The European Union (EU) and the United States are at row on the so-called "Open Skies" aviation deal between them, Brussels-based news website EUpolitix reported on Wednesday.
Washington said Tuesday it would delay relaxing restrictions on foreign ownership of its airlines because US Congress needs more time to discuss security issues.
"We're not going to make the timetable we initially contemplated by the end of this month or early September. We can't do it," US transportation under secretary Jeffrey Shane said on Tuesday.
However, the EU wants to see the rules relaxed before signing any "open skies" agreement.
A senior EU transport official said the deal can be salvaged and signed by the end of this year.

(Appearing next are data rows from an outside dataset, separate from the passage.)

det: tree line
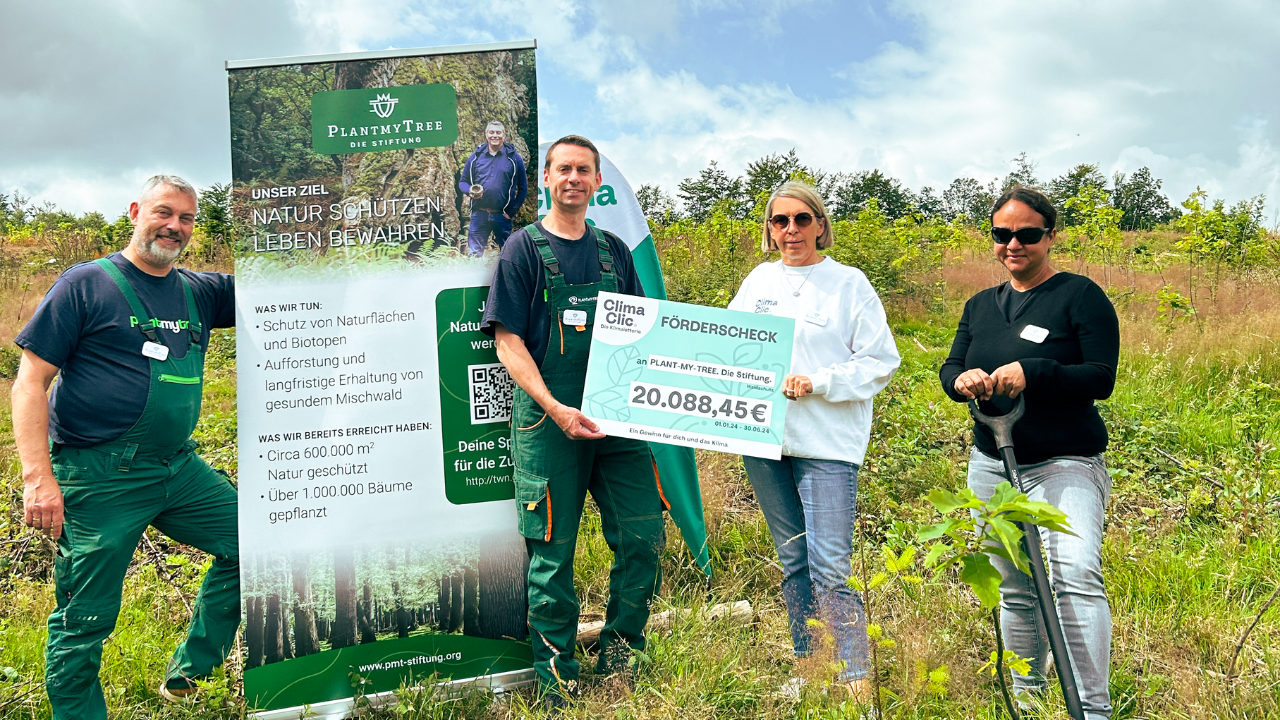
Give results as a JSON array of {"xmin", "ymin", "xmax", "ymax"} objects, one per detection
[{"xmin": 636, "ymin": 149, "xmax": 1265, "ymax": 231}]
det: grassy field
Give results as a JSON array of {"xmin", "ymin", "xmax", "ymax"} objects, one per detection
[{"xmin": 0, "ymin": 230, "xmax": 1280, "ymax": 720}]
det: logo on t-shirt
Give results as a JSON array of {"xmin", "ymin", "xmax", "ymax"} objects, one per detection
[{"xmin": 129, "ymin": 315, "xmax": 191, "ymax": 333}]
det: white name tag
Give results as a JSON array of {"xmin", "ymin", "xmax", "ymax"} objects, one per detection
[
  {"xmin": 142, "ymin": 340, "xmax": 169, "ymax": 360},
  {"xmin": 1018, "ymin": 325, "xmax": 1048, "ymax": 343}
]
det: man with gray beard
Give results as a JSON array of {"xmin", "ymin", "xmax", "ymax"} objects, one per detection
[{"xmin": 13, "ymin": 176, "xmax": 239, "ymax": 720}]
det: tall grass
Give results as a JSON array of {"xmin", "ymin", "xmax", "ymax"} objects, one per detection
[{"xmin": 0, "ymin": 221, "xmax": 1280, "ymax": 720}]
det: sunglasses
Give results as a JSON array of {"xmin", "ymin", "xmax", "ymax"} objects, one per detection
[
  {"xmin": 769, "ymin": 213, "xmax": 817, "ymax": 231},
  {"xmin": 991, "ymin": 228, "xmax": 1052, "ymax": 245}
]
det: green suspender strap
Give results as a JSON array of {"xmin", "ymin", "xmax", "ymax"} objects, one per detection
[
  {"xmin": 525, "ymin": 224, "xmax": 618, "ymax": 295},
  {"xmin": 95, "ymin": 258, "xmax": 204, "ymax": 345}
]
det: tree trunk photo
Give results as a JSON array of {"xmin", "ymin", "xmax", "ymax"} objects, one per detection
[
  {"xmin": 329, "ymin": 548, "xmax": 356, "ymax": 648},
  {"xmin": 468, "ymin": 527, "xmax": 529, "ymax": 641},
  {"xmin": 289, "ymin": 552, "xmax": 320, "ymax": 657}
]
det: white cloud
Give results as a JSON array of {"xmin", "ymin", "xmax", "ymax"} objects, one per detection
[
  {"xmin": 598, "ymin": 0, "xmax": 1280, "ymax": 202},
  {"xmin": 0, "ymin": 0, "xmax": 1280, "ymax": 214}
]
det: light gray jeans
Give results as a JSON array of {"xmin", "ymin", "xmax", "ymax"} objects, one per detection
[{"xmin": 969, "ymin": 448, "xmax": 1111, "ymax": 720}]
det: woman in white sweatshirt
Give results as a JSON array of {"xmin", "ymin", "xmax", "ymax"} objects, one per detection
[{"xmin": 730, "ymin": 182, "xmax": 901, "ymax": 700}]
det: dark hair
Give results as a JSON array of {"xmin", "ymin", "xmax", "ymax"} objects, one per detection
[
  {"xmin": 543, "ymin": 135, "xmax": 600, "ymax": 172},
  {"xmin": 991, "ymin": 184, "xmax": 1057, "ymax": 229}
]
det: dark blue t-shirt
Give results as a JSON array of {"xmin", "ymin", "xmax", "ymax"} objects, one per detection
[
  {"xmin": 480, "ymin": 220, "xmax": 644, "ymax": 368},
  {"xmin": 14, "ymin": 252, "xmax": 236, "ymax": 447}
]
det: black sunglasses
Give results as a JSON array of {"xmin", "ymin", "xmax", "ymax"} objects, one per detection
[
  {"xmin": 769, "ymin": 213, "xmax": 817, "ymax": 231},
  {"xmin": 991, "ymin": 228, "xmax": 1052, "ymax": 245}
]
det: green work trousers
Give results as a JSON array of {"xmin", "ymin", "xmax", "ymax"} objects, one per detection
[
  {"xmin": 45, "ymin": 443, "xmax": 241, "ymax": 720},
  {"xmin": 513, "ymin": 386, "xmax": 666, "ymax": 694}
]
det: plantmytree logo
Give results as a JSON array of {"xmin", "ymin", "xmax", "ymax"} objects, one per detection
[
  {"xmin": 369, "ymin": 92, "xmax": 399, "ymax": 118},
  {"xmin": 311, "ymin": 83, "xmax": 458, "ymax": 155}
]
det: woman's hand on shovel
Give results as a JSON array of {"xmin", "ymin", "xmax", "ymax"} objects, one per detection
[
  {"xmin": 991, "ymin": 361, "xmax": 1027, "ymax": 400},
  {"xmin": 955, "ymin": 365, "xmax": 1007, "ymax": 400}
]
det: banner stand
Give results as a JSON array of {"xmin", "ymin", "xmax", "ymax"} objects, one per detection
[
  {"xmin": 250, "ymin": 670, "xmax": 538, "ymax": 720},
  {"xmin": 227, "ymin": 40, "xmax": 538, "ymax": 719}
]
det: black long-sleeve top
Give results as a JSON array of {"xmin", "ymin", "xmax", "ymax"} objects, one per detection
[{"xmin": 938, "ymin": 272, "xmax": 1120, "ymax": 465}]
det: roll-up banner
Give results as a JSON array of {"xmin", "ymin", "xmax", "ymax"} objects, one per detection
[{"xmin": 227, "ymin": 41, "xmax": 538, "ymax": 717}]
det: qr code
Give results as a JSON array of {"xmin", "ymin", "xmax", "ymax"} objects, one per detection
[{"xmin": 467, "ymin": 363, "xmax": 515, "ymax": 425}]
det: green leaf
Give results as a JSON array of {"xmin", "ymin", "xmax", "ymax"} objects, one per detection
[
  {"xmin": 881, "ymin": 544, "xmax": 899, "ymax": 573},
  {"xmin": 897, "ymin": 544, "xmax": 915, "ymax": 573},
  {"xmin": 924, "ymin": 542, "xmax": 955, "ymax": 568},
  {"xmin": 991, "ymin": 516, "xmax": 1029, "ymax": 573},
  {"xmin": 960, "ymin": 553, "xmax": 1000, "ymax": 610},
  {"xmin": 987, "ymin": 480, "xmax": 1027, "ymax": 507},
  {"xmin": 916, "ymin": 518, "xmax": 957, "ymax": 542}
]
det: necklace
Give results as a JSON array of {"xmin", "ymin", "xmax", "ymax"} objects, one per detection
[{"xmin": 782, "ymin": 263, "xmax": 818, "ymax": 297}]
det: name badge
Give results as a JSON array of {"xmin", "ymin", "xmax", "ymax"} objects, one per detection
[
  {"xmin": 1018, "ymin": 325, "xmax": 1048, "ymax": 345},
  {"xmin": 142, "ymin": 340, "xmax": 169, "ymax": 361}
]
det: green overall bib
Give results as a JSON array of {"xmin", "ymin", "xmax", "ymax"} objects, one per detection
[
  {"xmin": 512, "ymin": 225, "xmax": 666, "ymax": 694},
  {"xmin": 45, "ymin": 259, "xmax": 239, "ymax": 720}
]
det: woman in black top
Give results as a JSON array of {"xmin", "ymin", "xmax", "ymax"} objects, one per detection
[{"xmin": 940, "ymin": 187, "xmax": 1120, "ymax": 719}]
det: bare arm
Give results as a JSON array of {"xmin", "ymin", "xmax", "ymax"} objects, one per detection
[
  {"xmin": 494, "ymin": 324, "xmax": 604, "ymax": 439},
  {"xmin": 10, "ymin": 350, "xmax": 63, "ymax": 539}
]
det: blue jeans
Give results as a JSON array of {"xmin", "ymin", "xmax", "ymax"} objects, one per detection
[
  {"xmin": 742, "ymin": 455, "xmax": 870, "ymax": 680},
  {"xmin": 969, "ymin": 448, "xmax": 1111, "ymax": 720},
  {"xmin": 467, "ymin": 208, "xmax": 511, "ymax": 256}
]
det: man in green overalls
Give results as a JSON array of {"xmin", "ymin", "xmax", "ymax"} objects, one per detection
[
  {"xmin": 13, "ymin": 176, "xmax": 239, "ymax": 720},
  {"xmin": 481, "ymin": 136, "xmax": 666, "ymax": 708}
]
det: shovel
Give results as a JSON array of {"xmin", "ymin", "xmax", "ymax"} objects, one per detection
[{"xmin": 969, "ymin": 395, "xmax": 1084, "ymax": 720}]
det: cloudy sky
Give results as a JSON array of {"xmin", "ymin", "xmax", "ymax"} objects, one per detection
[{"xmin": 0, "ymin": 0, "xmax": 1280, "ymax": 224}]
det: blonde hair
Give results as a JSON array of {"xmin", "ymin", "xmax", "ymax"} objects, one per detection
[{"xmin": 760, "ymin": 181, "xmax": 836, "ymax": 252}]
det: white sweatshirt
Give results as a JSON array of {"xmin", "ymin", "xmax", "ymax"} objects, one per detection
[{"xmin": 728, "ymin": 258, "xmax": 902, "ymax": 465}]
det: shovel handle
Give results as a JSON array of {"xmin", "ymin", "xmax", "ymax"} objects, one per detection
[{"xmin": 969, "ymin": 395, "xmax": 1027, "ymax": 450}]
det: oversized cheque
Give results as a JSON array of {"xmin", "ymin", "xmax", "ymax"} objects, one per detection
[{"xmin": 582, "ymin": 292, "xmax": 795, "ymax": 460}]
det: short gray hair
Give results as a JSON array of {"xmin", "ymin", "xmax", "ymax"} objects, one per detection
[
  {"xmin": 138, "ymin": 176, "xmax": 200, "ymax": 204},
  {"xmin": 760, "ymin": 181, "xmax": 836, "ymax": 252}
]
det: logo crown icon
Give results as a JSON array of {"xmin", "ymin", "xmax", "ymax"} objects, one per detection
[{"xmin": 369, "ymin": 92, "xmax": 399, "ymax": 118}]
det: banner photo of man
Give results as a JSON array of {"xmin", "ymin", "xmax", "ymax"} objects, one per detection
[
  {"xmin": 228, "ymin": 41, "xmax": 538, "ymax": 717},
  {"xmin": 458, "ymin": 120, "xmax": 535, "ymax": 255}
]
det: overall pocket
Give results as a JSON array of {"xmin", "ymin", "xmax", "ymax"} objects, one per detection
[{"xmin": 516, "ymin": 470, "xmax": 552, "ymax": 542}]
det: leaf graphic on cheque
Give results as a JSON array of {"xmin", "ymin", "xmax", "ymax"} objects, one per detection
[
  {"xmin": 733, "ymin": 342, "xmax": 764, "ymax": 368},
  {"xmin": 586, "ymin": 388, "xmax": 631, "ymax": 421},
  {"xmin": 694, "ymin": 352, "xmax": 732, "ymax": 393},
  {"xmin": 605, "ymin": 345, "xmax": 644, "ymax": 384}
]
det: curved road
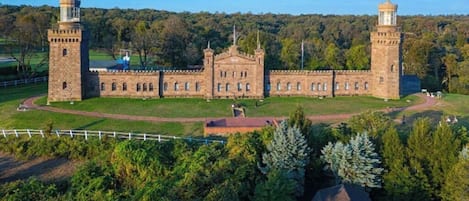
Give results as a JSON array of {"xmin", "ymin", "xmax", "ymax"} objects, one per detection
[{"xmin": 23, "ymin": 94, "xmax": 437, "ymax": 123}]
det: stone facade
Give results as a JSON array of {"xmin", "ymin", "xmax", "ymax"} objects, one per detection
[{"xmin": 48, "ymin": 0, "xmax": 403, "ymax": 101}]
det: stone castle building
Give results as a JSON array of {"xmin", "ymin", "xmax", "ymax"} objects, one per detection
[{"xmin": 48, "ymin": 0, "xmax": 414, "ymax": 102}]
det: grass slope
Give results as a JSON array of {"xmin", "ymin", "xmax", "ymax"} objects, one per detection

"We regret the delay," said Stefaan De Rynck, spokesman for EU Transport Commissioner Jacques Barrot.
De Rynck added that acting US Secretary of Transportation Maria Cino has promised that the United States was still committed to reaching a deal with the EU by the end of this year.
The EU and the US have said they hope the pact could enter into force on March 25, 2007, before the summer traffic starts, a date experts say would be hard, but not impossible, to make.
The US had initially planned to have relaxed rules in place by early autumn, in time for an October open skies deal, after the two sides already missed an earlier deadline to sign the agreement.
An open skies agreement would bring together the world's two largest aviation markets and 60 percent of global traffic, allowing EU and US airlines to fly to wherever they want and charge whatever they want on trans-Atlantic flights.
However, under the present bilateral pacts, European airlines can fly to any US airport only from airports located in their home country.
That's to say, Air France can only fly to the US from airports based in France.